21 Jul

Unlike the rest of us, the swans of the Thames have spent the past year or two freer to glide and to paddle than ever before. The annual ritual of swan-upping, usually held over several days in July, had been cancelled completely in 2020 for the first time known to the history books. All the more fun for 30 World Traders and their friends and guests (including a smattering of Actuaries, Chartered Surveyors, Entrepreneurs, Gardeners and Glaziers) to board the Hibernia and set out from Henley-on-Thames on a glorious summer’s day to watch this ancient rite resume.

Since the 12th century in England, all mute swans found swimming in open waters have belonged to the Crown. At first this was to ensure that these royal birds graced only the grandest of tables; rights to capture them were granted by the monarch only to a select few. Nowadays it is illegal to kill a swan. Nonetheless, the Dyers and the Vintners in their rowing skiffs still enjoy the right to accompany the Queen’s own swan-uppers to inspect and mark young swans on certain reaches of the Thames. The “marking” these days, however, is by leg ring, rather than a nick in the beak. This census of young swans helps the Royal Swan Warden keep track of the cygnets’ numbers and health.

But perhaps these royal birds, like their royal owner, are more tech savvy than many might guess. The Swansnet up and down the river must have got wind of these plans. In the few hours that we watched from the comfort of our well-stocked floating kitchen and bar, the rowers toiling along in the hot sun in their skiffs found only a single family of two adults and two cygnets.

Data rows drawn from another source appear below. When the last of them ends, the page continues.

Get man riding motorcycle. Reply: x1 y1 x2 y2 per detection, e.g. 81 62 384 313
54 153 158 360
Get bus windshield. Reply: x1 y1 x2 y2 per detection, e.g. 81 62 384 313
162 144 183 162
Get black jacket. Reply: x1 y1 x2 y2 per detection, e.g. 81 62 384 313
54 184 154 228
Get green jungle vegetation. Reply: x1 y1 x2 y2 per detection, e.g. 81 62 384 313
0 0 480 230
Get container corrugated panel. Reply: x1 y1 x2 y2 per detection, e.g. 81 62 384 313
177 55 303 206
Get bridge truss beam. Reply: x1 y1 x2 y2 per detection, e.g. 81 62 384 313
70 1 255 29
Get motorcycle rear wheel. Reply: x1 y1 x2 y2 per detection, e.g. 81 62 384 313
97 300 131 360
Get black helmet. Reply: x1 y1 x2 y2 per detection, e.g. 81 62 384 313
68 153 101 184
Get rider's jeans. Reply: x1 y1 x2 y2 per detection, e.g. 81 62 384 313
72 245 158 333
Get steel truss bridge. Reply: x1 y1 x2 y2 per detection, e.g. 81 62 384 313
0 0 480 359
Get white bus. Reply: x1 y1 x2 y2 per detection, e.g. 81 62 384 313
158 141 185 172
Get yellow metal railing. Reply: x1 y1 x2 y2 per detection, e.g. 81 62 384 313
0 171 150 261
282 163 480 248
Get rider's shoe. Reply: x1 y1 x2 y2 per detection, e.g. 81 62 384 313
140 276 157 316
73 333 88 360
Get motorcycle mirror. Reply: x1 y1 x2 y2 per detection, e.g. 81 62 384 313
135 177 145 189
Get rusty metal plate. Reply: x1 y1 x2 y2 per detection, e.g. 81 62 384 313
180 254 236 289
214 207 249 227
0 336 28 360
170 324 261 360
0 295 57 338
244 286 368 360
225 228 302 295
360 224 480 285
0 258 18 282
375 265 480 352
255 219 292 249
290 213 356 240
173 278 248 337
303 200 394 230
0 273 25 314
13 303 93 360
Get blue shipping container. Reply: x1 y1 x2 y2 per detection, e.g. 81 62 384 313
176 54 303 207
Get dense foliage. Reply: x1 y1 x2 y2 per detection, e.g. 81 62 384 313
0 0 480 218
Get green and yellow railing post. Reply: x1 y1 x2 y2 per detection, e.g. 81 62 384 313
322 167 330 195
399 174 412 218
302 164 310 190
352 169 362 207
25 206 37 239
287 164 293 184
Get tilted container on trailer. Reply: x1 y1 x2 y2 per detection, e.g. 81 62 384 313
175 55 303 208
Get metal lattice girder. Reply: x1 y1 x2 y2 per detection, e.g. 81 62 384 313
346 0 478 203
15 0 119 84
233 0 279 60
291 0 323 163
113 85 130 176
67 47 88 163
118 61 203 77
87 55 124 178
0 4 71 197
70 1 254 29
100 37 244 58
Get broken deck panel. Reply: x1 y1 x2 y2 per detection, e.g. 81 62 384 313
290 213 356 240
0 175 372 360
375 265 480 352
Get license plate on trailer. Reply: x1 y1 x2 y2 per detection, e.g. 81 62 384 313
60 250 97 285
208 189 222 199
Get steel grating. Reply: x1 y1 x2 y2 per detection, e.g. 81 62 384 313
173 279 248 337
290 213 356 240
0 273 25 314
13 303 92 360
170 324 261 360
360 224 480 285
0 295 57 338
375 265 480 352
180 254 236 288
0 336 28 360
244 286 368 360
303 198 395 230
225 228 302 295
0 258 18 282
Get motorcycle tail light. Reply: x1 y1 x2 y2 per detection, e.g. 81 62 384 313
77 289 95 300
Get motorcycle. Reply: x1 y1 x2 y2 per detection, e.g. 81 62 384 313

Corralled by the skiffs, these were gently lifted out of the water and inspected, their legs tied awkwardly but apparently comfortably behind them. Getting these few swans on land put at least one of the swan-uppers in the water. Then, with cygnets weighed and ringed, the family were released to sail off again looking cross,  but with heads held high. The damp and by now wilting swan-uppers meanwhile retired hurt—“for lunch,” they said. A lesson for all in swan-upmanship on the Thames!